Aims: With reform planned for the England and Wales (E&W) Mental Health Act (MHA)1983 as amended by the MHA 2007, a comparison of the current E&W Act with the Australian Capital Territory (ACT) MHA 2015 was undertaken, including to examine whether differences were associated with variations in involuntary hospitalisation and Tribunal reviews.
Methods: A comparative analysis was conducted examining the E&W and ACT MHAs. Cross-jurisdictional analysis incorporated datasets from the Office for National Statistics (E&W) and ACT Health Services for three key metrics: per capita involuntary admission rates, mean duration of detentions, and frequency of Tribunal reviews, and analysed in relation to both legislative frameworks.
Results: The ACT mental disorder definition is narrower, includes intellectual disability but not personality disorder. Applications for the 3-month renewable ACT Psychiatric Treatment Order (PTO), limited to mental illness, are made to the ACT Civil and Administrative Tribunal (ACAT). It applies in hospital, the community, or correctional facilities. In E&W, the comparable Section 3: Admission for treatment detention period is 6 months. ACAT can authorise compulsory medication and ECT, a role in E&W of a Second Opinion Appointed Doctor (SOAD).
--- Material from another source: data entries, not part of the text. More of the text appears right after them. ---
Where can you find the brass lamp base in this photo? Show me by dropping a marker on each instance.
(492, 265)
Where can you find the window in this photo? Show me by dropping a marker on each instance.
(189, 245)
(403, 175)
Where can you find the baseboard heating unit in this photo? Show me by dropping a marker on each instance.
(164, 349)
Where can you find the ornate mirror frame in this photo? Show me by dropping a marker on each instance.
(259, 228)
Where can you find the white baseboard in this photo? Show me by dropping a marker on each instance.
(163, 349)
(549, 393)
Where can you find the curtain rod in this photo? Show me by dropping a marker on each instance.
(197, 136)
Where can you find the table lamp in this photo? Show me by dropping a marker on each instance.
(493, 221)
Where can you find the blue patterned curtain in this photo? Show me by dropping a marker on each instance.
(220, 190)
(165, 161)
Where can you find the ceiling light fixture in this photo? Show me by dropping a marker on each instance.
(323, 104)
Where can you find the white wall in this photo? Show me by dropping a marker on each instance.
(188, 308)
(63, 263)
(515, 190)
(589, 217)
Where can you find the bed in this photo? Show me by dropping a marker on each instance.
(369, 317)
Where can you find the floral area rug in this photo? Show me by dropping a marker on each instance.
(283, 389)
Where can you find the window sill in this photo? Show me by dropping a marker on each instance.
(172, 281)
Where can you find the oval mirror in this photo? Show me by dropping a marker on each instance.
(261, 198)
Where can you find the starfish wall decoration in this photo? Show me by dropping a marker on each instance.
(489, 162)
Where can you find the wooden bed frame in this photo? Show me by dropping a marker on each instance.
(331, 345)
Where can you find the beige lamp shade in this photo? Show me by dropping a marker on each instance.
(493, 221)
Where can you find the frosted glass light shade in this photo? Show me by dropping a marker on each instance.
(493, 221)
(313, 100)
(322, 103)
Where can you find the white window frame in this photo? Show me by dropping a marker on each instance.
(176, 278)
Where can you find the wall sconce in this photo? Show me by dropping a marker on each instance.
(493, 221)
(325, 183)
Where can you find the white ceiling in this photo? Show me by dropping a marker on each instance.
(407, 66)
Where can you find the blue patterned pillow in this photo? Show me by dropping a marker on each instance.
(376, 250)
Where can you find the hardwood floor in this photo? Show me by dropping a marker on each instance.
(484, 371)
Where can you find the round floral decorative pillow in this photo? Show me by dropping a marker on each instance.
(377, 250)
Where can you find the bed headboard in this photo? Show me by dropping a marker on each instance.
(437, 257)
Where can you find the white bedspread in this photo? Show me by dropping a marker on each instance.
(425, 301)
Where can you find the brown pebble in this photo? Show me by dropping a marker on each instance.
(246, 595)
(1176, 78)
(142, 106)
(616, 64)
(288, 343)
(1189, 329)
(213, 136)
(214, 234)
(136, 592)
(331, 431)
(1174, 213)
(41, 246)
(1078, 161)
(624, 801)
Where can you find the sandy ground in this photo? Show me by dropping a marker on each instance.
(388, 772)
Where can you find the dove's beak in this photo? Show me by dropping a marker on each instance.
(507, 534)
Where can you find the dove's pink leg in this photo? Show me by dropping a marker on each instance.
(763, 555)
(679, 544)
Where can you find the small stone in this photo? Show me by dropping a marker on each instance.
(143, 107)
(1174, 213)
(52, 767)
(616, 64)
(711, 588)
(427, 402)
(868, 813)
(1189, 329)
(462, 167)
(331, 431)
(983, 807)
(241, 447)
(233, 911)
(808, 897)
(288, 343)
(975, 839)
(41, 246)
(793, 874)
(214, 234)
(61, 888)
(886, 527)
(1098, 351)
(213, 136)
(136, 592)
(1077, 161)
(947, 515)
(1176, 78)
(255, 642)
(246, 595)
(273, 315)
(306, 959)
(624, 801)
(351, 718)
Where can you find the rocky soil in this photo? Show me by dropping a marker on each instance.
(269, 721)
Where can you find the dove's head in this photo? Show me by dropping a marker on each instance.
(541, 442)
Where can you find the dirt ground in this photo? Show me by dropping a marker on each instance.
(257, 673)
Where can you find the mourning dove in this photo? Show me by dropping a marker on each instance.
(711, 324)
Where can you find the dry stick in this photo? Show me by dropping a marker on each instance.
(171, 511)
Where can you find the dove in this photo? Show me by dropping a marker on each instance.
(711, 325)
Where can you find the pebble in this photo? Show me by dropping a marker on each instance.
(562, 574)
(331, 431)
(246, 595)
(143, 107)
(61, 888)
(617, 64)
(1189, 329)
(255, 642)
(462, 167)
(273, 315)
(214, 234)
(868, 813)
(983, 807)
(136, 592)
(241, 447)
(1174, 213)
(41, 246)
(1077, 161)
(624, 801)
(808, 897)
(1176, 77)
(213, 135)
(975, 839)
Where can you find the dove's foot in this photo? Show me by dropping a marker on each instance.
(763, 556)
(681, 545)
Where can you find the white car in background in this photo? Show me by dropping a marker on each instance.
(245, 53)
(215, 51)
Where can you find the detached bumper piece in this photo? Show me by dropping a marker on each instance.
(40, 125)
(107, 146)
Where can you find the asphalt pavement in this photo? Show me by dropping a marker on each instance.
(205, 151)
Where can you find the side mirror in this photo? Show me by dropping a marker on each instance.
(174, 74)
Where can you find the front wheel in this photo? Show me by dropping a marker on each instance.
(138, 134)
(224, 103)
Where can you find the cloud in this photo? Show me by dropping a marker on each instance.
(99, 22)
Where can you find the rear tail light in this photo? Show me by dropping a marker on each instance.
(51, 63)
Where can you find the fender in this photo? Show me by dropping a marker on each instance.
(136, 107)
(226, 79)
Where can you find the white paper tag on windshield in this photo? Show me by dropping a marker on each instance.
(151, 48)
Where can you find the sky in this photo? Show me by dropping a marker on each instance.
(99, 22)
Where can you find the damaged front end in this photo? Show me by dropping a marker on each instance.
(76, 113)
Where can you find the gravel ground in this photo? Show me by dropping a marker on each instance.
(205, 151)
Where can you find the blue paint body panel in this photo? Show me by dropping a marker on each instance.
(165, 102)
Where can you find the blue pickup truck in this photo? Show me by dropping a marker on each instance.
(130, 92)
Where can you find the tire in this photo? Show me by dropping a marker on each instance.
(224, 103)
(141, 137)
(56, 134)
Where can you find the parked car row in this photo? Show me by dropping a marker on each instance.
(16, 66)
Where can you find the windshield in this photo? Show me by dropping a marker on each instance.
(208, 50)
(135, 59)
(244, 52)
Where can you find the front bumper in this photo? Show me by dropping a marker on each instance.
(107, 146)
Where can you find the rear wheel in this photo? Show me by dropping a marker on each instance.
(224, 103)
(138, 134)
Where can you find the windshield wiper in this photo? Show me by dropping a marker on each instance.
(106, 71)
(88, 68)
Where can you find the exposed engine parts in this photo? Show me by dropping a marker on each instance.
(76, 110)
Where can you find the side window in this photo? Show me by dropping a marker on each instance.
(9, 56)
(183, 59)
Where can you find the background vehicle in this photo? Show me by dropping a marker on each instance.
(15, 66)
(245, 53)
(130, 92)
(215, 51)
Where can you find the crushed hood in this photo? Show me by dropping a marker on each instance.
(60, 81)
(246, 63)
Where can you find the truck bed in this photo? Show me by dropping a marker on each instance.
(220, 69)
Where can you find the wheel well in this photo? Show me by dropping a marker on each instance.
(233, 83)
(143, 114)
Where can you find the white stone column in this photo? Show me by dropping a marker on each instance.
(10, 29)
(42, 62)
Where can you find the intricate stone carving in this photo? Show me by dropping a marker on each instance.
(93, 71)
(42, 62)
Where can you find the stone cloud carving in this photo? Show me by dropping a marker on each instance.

Criminal courts can request ACAT to assess a defendant for fitness to enter a plea and if not guilty by reason of mental impairment. This is the criminal courts’ role alone in E&W.
In E&W Crown Courts can make 'hybrid orders', a sentence of imprisonment allowing for treatment in hospital ensuring offenders are placed where their mental health needs can be best met.
Comparing E&W with ACT, the respective approximate populations served were 56 million and 431,000 and the annual involuntary hospitalisation numbers were 48,000–50,000 compared with 300–350 (statistically not significant; 0.087% compared with 0.075% of the population).
The average detention length was longer in E&W (30–45 days compared with 21–35) which has more Forensic units than the ACT.
Annual numbers of Tribunal reviews were 7000–8000 in E&W, while in ACT 200–250, per detained patient significantly more (p<0.0001).
Conclusion: The definition of mental disorder differs between the two legislations. The new MHA reforms in E&W will raise threshold for detention and require faster access to Tribunals. The ACT PTO applies to patients not only involuntarily hospitalised, but to those in the community and correctional facilities. This, with shorter detention periods and more frequent Tribunal reviews, may be factors in the shorter detention lengths in hospital in ACT compared with E&W.
Compared with E&W, there is a much greater role for the ACAT Mental Health Tribunal, including in authorising mental health orders, medication and ECT, which likely accounts for the significantly greater use of Tribunals in ACT.
In comparison to E&W, ACAT hearings are briefer and rely more on written than oral evidence. Innovatively, ACAT can be delegated by a Criminal Court to determine medico-legal issues in defendants.